O inferno é aqui mesmo
O medo do inferno fazia parte dos meus horrores ao tempo de menino. Na igreja o padre alertava-nos sobre os perigos do pecado. Morrer em pecado significava a condenação para arder nas chamas do inferno por toda a eternidade. Devassidão, bebida e a prática do mal estavam entre os grandes pecados que poderíamos cometer. Para evitá-los muita fé, oração e determinação.
Por detrás disso tudo a enigmática figura do diabo. O decaído que se revoltara contra o Criador e fora desterrado para o inferno nada mais fazia que maquinar toda sorte de tentações contra as quais os pobres mortais pouco podiam fazer. Como resistir às tentações da carne durante a explosão hormonal imposta pela adolescência? Como tornar-se infenso às tentações do mundo?

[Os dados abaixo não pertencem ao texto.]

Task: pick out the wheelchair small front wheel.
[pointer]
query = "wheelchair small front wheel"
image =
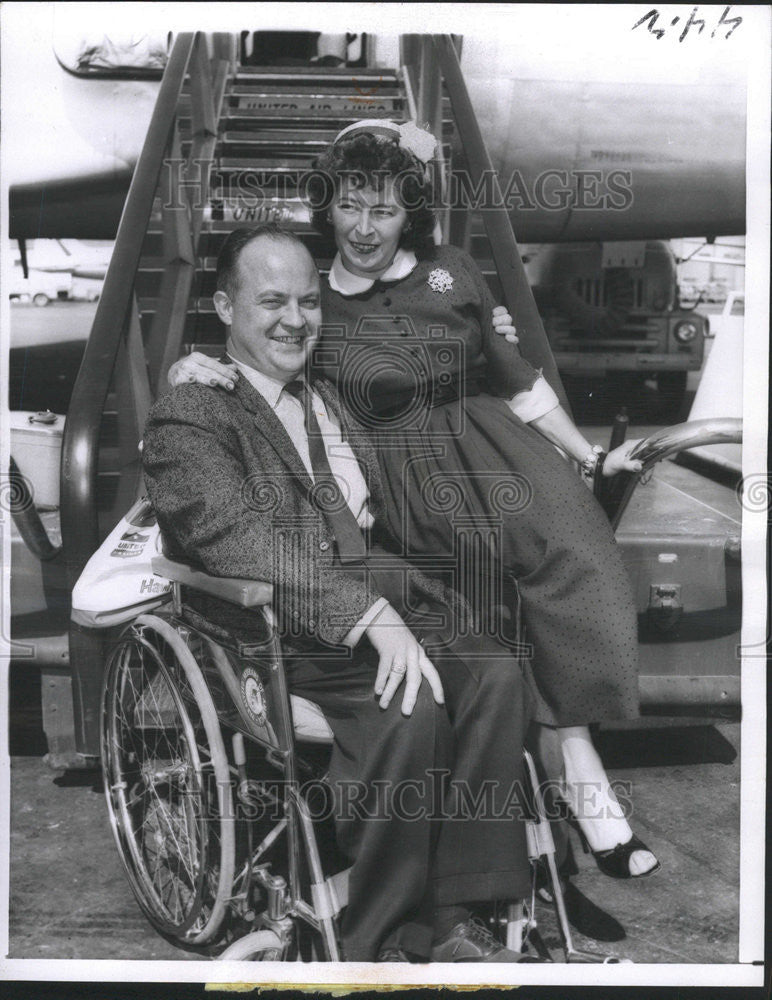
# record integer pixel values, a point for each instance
(260, 946)
(167, 782)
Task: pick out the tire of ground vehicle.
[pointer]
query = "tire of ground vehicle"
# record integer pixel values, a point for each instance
(167, 782)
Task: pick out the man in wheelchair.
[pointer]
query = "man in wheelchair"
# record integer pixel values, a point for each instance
(276, 482)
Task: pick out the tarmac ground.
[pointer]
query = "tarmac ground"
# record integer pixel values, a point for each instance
(69, 898)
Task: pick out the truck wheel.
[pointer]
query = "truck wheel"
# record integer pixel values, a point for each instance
(672, 390)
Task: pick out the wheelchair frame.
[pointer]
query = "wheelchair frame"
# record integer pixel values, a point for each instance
(176, 774)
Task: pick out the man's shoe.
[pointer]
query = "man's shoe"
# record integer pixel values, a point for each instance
(473, 942)
(391, 954)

Escapar a tudo isso figurava-se tarefa impossível. Nesse estranho jogo as melhores cartas estariam mesmo nas mãos do Capeta. Mas, havia uma curiosa solução. Muitas vezes ouvi que o problema maior seria morrer em pecado. Arrependimentos sinceros pouco antes da morte significariam a possibilidade de perdão e abririam o caminho para o céu. Essa hipótese, simplista é verdade, servia-nos como socorro, última chance antes de ser fuzilado no paredão. Era assim.

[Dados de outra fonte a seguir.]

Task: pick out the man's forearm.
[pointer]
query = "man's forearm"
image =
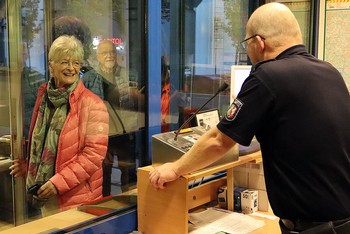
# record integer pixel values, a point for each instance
(208, 149)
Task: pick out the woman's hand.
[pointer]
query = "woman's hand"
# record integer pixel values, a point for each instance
(18, 168)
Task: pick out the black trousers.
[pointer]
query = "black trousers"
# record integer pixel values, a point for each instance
(331, 227)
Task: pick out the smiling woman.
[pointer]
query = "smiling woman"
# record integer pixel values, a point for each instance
(65, 59)
(68, 136)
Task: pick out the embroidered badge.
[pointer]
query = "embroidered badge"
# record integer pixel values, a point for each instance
(233, 110)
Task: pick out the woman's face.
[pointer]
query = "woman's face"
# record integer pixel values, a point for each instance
(65, 71)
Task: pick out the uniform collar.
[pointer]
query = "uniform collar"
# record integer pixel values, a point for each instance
(294, 50)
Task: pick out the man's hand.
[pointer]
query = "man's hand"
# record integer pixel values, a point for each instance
(162, 174)
(47, 190)
(18, 168)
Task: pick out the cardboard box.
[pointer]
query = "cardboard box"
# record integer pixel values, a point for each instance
(263, 202)
(249, 201)
(222, 197)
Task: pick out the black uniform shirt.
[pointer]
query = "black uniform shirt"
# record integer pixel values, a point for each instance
(299, 109)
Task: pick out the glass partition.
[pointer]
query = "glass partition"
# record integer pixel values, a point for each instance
(198, 54)
(111, 31)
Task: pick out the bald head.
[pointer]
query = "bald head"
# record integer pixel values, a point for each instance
(276, 23)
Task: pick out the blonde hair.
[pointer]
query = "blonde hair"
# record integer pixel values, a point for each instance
(66, 46)
(275, 22)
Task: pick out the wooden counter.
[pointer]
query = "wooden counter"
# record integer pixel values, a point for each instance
(51, 223)
(166, 210)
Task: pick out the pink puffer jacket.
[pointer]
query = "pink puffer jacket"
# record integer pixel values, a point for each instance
(82, 147)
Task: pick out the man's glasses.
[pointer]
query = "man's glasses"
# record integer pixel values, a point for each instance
(244, 42)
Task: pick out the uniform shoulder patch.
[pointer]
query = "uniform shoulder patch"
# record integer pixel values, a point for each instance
(233, 110)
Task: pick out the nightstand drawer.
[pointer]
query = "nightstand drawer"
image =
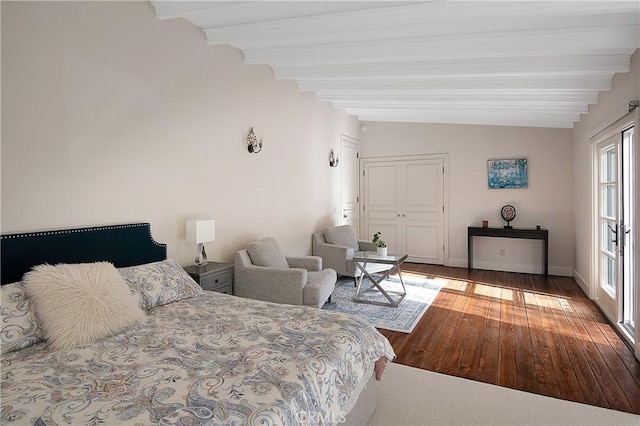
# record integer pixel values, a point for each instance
(216, 281)
(214, 276)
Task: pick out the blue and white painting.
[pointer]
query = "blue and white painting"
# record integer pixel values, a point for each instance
(505, 174)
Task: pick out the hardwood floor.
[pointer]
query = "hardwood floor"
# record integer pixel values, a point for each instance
(523, 332)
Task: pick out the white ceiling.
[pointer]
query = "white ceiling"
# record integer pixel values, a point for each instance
(510, 63)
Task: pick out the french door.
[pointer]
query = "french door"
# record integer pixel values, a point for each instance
(349, 182)
(616, 209)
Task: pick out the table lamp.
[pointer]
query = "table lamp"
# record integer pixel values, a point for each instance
(200, 232)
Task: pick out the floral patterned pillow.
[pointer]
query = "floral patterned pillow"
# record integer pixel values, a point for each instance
(159, 283)
(19, 328)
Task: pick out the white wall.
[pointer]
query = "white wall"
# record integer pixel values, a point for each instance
(110, 115)
(547, 201)
(611, 106)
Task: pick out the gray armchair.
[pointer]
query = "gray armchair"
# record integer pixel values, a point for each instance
(261, 272)
(336, 246)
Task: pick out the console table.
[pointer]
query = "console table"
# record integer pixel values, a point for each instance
(529, 234)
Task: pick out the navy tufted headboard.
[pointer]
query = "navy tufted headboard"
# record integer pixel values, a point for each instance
(123, 245)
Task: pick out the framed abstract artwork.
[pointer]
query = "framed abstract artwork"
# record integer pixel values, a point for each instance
(506, 174)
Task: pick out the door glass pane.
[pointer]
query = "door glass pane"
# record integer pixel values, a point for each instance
(608, 236)
(608, 166)
(609, 200)
(608, 276)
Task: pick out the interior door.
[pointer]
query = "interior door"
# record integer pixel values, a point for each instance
(382, 200)
(422, 210)
(349, 182)
(608, 261)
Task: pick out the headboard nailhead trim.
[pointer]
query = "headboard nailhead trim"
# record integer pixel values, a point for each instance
(90, 229)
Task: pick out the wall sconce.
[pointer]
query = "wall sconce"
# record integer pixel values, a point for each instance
(200, 232)
(254, 145)
(333, 159)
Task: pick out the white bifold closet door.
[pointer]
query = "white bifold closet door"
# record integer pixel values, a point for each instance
(404, 199)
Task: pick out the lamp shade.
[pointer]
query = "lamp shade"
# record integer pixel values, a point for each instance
(201, 231)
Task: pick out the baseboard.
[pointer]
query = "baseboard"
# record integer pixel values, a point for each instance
(508, 267)
(582, 283)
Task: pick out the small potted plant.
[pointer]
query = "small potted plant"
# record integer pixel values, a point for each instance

Não sei dizer como andam hoje em dia as recomendações religiosas em relação ao pecado. Entretanto, é crescente o número de adeptos a outras crenças que não a católica romana. Além do que muita gente tem vindo a público para dizer-se ateu.
Não é o caso de aqui se discutir a eterna questão da existência de vida após a morte. Exista ou não, há quem afirme que “o inferno é aqui mesmo”. Ou seja: “aqui se faz, aqui se paga”. Será?

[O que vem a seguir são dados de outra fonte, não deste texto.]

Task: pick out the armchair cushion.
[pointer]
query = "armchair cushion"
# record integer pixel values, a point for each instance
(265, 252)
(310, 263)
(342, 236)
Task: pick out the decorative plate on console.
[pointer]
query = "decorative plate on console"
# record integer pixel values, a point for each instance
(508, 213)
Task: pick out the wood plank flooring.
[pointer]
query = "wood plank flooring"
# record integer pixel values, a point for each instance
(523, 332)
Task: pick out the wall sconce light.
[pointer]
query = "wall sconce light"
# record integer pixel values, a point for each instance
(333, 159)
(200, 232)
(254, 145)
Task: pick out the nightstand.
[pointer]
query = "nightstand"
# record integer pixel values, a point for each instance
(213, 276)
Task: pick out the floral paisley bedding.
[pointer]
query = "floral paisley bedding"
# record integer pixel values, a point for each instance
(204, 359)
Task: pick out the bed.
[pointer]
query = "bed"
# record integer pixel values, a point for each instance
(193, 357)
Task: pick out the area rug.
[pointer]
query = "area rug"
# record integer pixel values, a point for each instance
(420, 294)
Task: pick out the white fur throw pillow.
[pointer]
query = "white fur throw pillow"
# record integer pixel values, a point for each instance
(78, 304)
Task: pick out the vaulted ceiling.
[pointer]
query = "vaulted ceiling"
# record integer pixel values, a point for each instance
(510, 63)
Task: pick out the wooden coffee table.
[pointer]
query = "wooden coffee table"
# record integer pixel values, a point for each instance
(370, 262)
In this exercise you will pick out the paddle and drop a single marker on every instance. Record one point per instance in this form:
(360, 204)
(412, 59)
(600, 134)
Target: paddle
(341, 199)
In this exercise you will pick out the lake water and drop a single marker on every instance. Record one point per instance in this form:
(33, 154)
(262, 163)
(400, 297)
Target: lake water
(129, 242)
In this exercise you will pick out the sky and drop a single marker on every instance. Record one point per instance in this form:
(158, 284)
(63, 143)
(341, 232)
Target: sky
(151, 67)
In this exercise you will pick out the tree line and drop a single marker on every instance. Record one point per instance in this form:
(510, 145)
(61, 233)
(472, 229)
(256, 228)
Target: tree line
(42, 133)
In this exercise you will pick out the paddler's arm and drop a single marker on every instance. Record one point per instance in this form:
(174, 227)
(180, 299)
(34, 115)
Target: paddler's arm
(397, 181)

Se observarmos o mundo atual fica difícil acreditar nisso. Não há como não reconhecer a maldade intrínseca ao ser humano. Diariamente recebemos notícias de ações ultrajantes com profundo desrespeito à vida. Um bando que invade uma casa e barbariza a família que nela reside, tantas vezes foge impune. Pagarão? Às vezes alguns com a própria vida durante a prática de outros crimes, alvejados pela polícia.
Mas, há o caso de gente que, vida afora, serve-se da arrogância, da perseguição, do embuste, enfim de maldades que afetam duramente a vida daqueles que com eles convivem. Superiores que tornam um inferno a vida de seus comandados. Então pergunta-se: para esses existe algum tipo de pagamento aqui mesmo, antes da morte?
Ficaríamos nisso durante muito tempo sem obter consenso ou definição. Mas, não deixa de ser estranho quando conhecemos alguém que não se esmerou em ser razoável, sociável e bom sujeito ao longo de sua vida. De repente, tudo vira, inexplicavelmente, para esse tipo de pessoa. Saúde abalada, sofrimento, problema familiares e por aí vai. Será que, pelo menos para esses, o inferno é aqui mesmo?
Minha tia sentenciava: “o inferno é aqui mesmo”. Pelas dificuldades por que passou deve ter morrido convencida disso.